TERÂVÎH NEMÂZI -
(Nûr’ül-îzâh) şerhinde
ve hâşiyesinde buyuruyor ki, (Erkeklerin ve kadınların, yirmi rek’at terâvîh
kılması, sünnet-i müekkededir. İnanmıyan
sapıkdır ve şâhidliği kabûl olmaz. Resûlullah “sallallahü aleyhi ve sellem”,
birkaç gece, terâvîhi cemâ’at ile sekiz rek’at kıldı. [Evlerine gidince, yirmi
rek’ate temâmladılar.]Yalnız olarak yirmi rek’at kıldığı da bildirilmişdir.
[Dört mezhebde de yirmi rek’atdir.] Sünnet
olduğu buradan anlaşıldı. Üç halîfe ve zemânlarındaki Eshâb-ı kirâmın hepsi,
cemâ’at ile yirmi rek’at kıldılar.
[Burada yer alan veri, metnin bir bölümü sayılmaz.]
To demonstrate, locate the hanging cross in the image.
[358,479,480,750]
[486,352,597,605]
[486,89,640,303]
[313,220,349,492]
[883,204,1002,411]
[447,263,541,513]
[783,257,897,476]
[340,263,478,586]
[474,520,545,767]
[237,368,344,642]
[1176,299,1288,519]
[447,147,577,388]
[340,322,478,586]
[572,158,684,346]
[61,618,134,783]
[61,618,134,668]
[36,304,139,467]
Bu halîfelere ve Eshâb-ı kirâmın icmâ’ına
uymamız, hadîs-i şerîf ile emr olunmuşdur).
Terâvîh, yatsının son sünnetinden
sonra ve vitrden önce kılınır. [Bir kimse, yatsıyı kılmadan önce terâvîhi
kılamaz (İbni Âbidîn s. 295). Vitrden sonra da kılınabilir. Sabâh nemâzına
kadar kılınabilir. Fecr doğunca kılınamaz. Kazâ da edilmez. Çünki, terâvîh
kuvvetli sünnet ise de, akşam ve yatsı son sünnetleri kadar kuvvetli değildir. Bu sünnetler ise, kazâ edilmez. Yalnız farz nemâzlar ile vitrin kazâsı lâzımdır. Terâvîh, şâfi’îde kazâ edilir. Terâvîhi cemâ’at ile kılmak, sünnet-i
kifâyedir. Ya’nî câmi’de cemâ’at ile kılındıkda, başkaları evde yalnız
kılabilir, günâh olmaz. Fekat, câmi’deki cemâ’at sevâbından mahrûm kalır.]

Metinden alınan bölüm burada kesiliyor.